Humans suffer from the same conditions, but they have one form of access agents typically lack: information that was never written down. A human engineer can ask the teammate who built the system, remember a hallway conversation about why a job is special, or recall the incident that made the team quietly stop touching a module. The durable asymmetry is access to context that lives only in heads and conversations, not in files.

This compensation is powerful, but it has a cost. It makes onboarding slow. It makes refactoring frightening. It makes review depend on the right person noticing the right omission. It makes teams afraid to change old modules. It makes “simple” tasks expand into days of investigation. It makes productivity uneven, concentrated in the few people who have cached enough context in their heads.

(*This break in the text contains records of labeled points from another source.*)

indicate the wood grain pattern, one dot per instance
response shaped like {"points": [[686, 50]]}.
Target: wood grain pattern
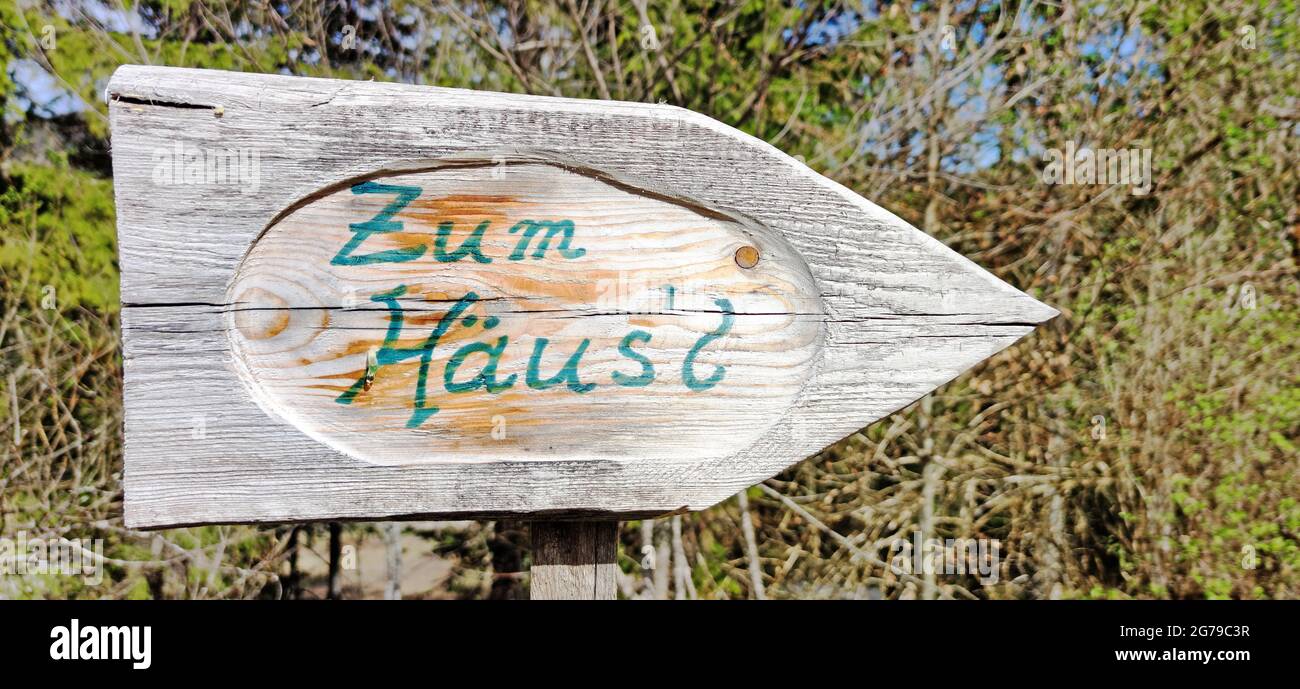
{"points": [[573, 560], [893, 313], [680, 352]]}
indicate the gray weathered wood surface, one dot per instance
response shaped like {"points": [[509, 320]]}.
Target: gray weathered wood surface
{"points": [[573, 560], [897, 313]]}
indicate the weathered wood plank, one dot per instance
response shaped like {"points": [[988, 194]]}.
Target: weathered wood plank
{"points": [[879, 313], [573, 560]]}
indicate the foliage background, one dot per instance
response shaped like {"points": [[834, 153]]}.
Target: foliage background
{"points": [[1178, 328]]}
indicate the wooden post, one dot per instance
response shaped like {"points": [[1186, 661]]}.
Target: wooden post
{"points": [[573, 560]]}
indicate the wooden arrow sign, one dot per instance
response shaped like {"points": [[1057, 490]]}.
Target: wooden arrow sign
{"points": [[364, 300]]}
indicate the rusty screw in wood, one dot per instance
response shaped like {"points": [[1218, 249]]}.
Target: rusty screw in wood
{"points": [[746, 256]]}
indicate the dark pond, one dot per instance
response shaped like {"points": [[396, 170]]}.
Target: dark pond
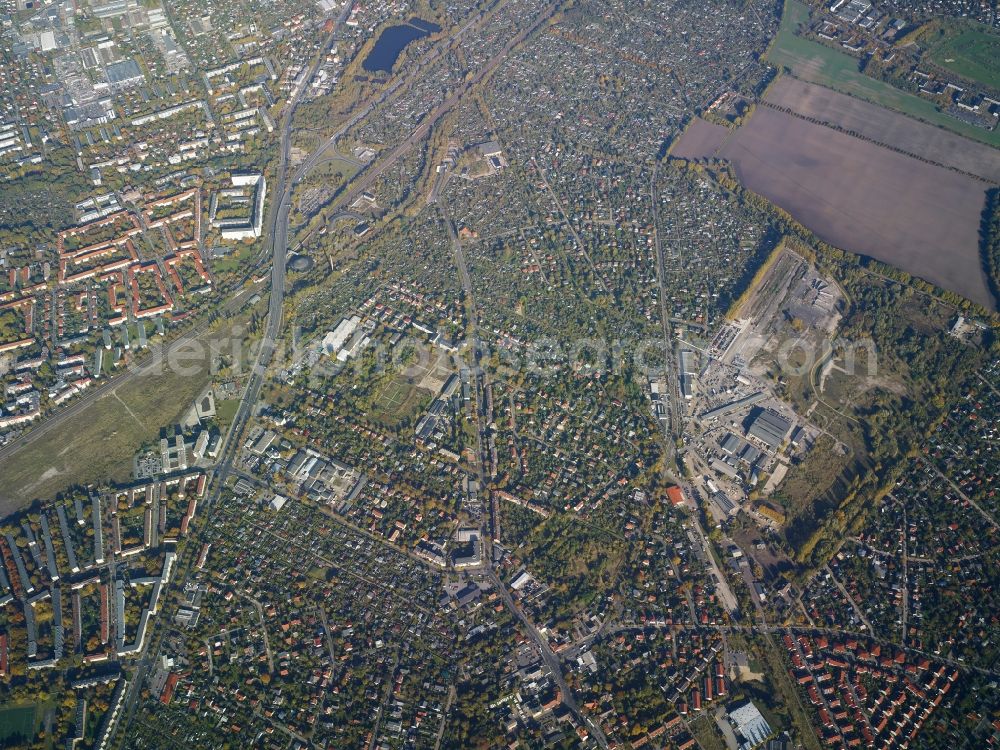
{"points": [[393, 40]]}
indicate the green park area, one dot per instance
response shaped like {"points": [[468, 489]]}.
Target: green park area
{"points": [[972, 53], [17, 725], [817, 63]]}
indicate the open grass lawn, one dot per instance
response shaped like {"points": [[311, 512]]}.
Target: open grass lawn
{"points": [[17, 725], [972, 53], [837, 70], [398, 400]]}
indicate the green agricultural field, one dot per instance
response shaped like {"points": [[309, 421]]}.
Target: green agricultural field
{"points": [[817, 63], [17, 725], [971, 53]]}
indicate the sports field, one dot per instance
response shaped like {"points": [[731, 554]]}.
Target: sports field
{"points": [[837, 70], [971, 53]]}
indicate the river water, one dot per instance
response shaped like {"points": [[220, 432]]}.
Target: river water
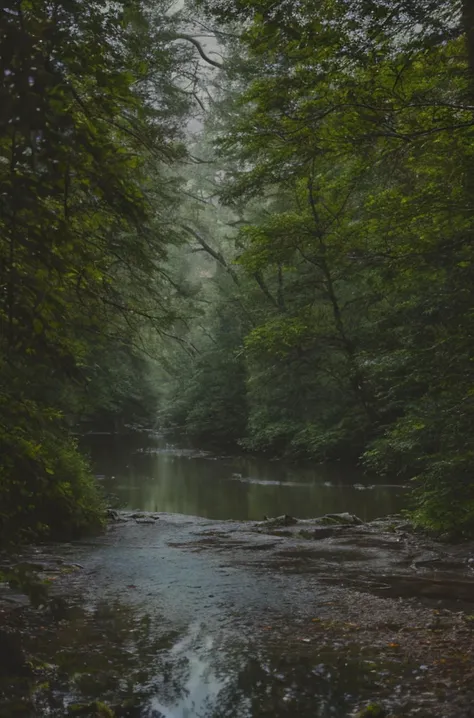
{"points": [[152, 473], [195, 613]]}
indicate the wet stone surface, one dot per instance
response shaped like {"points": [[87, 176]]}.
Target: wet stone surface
{"points": [[173, 616]]}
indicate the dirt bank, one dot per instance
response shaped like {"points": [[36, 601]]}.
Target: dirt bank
{"points": [[172, 616]]}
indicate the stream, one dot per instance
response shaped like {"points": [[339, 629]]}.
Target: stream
{"points": [[150, 473], [192, 605]]}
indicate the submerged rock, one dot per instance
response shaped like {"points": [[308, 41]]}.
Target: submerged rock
{"points": [[12, 657], [279, 521], [312, 526]]}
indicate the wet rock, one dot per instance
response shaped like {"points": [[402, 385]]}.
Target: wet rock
{"points": [[12, 657], [342, 518], [373, 710], [280, 521]]}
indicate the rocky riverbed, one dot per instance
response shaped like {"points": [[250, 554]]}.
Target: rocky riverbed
{"points": [[175, 616]]}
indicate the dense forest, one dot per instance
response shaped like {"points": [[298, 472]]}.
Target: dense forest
{"points": [[252, 221]]}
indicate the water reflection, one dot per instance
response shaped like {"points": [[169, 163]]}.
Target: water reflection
{"points": [[153, 475], [136, 665]]}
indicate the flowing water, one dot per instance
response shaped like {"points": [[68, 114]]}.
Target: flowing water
{"points": [[151, 473], [182, 618]]}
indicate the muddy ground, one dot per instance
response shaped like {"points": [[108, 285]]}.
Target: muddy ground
{"points": [[168, 615]]}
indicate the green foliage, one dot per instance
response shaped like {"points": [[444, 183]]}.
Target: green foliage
{"points": [[88, 127], [345, 142]]}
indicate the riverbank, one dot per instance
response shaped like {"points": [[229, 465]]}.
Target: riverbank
{"points": [[168, 615]]}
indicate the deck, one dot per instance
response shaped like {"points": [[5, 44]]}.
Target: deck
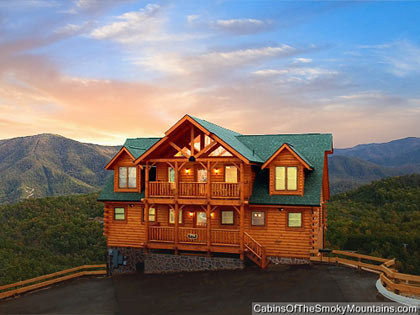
{"points": [[231, 292], [194, 190]]}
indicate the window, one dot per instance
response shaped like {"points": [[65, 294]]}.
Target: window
{"points": [[201, 218], [231, 174], [119, 214], [258, 218], [172, 216], [171, 175], [152, 214], [286, 175], [127, 177], [227, 217], [294, 219], [202, 176]]}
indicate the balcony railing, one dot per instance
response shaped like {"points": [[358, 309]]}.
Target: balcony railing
{"points": [[196, 236], [225, 190], [162, 189], [194, 190]]}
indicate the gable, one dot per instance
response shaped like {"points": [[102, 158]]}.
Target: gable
{"points": [[122, 157], [180, 140], [287, 154]]}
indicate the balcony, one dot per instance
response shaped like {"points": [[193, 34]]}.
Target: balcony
{"points": [[194, 236], [195, 190]]}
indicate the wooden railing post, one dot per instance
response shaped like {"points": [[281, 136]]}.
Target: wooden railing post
{"points": [[176, 227], [146, 178], [241, 232], [208, 180], [208, 227], [146, 220], [176, 181]]}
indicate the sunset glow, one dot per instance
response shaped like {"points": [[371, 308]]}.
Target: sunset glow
{"points": [[103, 71]]}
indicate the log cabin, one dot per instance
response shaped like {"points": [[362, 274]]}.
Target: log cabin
{"points": [[204, 188]]}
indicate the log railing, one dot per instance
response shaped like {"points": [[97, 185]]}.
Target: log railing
{"points": [[162, 189], [46, 280], [390, 278], [218, 237], [161, 233], [225, 190], [225, 237], [193, 189], [255, 248], [193, 235]]}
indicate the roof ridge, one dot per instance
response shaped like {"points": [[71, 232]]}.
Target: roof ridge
{"points": [[209, 122]]}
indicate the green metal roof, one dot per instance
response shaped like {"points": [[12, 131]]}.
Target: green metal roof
{"points": [[310, 146], [257, 149], [108, 194], [137, 146], [231, 138]]}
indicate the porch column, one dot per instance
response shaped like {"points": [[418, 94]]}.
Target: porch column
{"points": [[176, 180], [241, 232], [208, 227], [146, 179], [242, 212], [146, 220], [208, 180], [176, 233]]}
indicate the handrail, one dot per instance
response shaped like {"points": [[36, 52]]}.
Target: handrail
{"points": [[390, 278], [23, 286]]}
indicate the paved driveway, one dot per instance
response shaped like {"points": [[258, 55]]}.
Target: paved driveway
{"points": [[223, 292]]}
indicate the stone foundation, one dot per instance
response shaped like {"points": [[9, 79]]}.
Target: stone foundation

For humans, the pain is diffuse. It appears as hesitation, fatigue, long ramp-up, vague risk, and a general sense that the system is hard to change. Agents make the pain sharper. They turn invisible context cost into visible failure.

AI did not create the context problem. It made the bill impossible to ignore.

Software is made of modifications

To understand why this matters, we need to step back from AI. Software engineering is often pictured as two phases — development, where the system is built, and maintenance, where it is changed — as if writing new code and modifying existing code were different jobs. The split is a fiction. From the second commit onward, every change lands on a system that already exists. Modification is not what happens after development; it is development itself.

Adding a feature modifies the current system. Fixing a bug modifies behavior. Refactoring modifies structure while trying to preserve behavior. Reviewing a pull request evaluates whether a modification is safe. Testing checks whether a modification preserved the intended constraints. Useful software is not written once. It lives by changing.

If every change is a modification, and every modification has a context cost, then naturally we want that cost to be smaller. Where decisions live, which boundaries can be trusted, what is written down and what is left implicit — all of these shape how expensive the next modification will be. Software design is the name for the choices behind them.

We usually describe good design with words like beautiful, elegant, or clean. These words point at something real — well-designed systems do feel different to work with — but they are aesthetic reactions, not explanations. The underlying factor they gesture at, without ever naming, is how cheaply the next modification can acquire the context it needs.

A design is good when it makes realistic future modifications easier, safer, and more reliable. A design is bad when it forces the modifier to search too widely, follow too many unreliable paths, or depend too heavily on implicit knowledge before making a correct change.

A small module can be hard to modify if its behavior hides in configuration and framework magic; a large system can be easy if its decisions are well bounded and its tests make the important assumptions executable. The difficulty of changing a codebase is not set by how much code it has, but by how expensive it is to acquire enough context to change it correctly.

The Context Minimization Principle

This is the idea behind the Context Minimization Principle, or CMP.

For the modifications a system must realistically support, a design is better when the sufficient context required for correct modification is cheaper to acquire.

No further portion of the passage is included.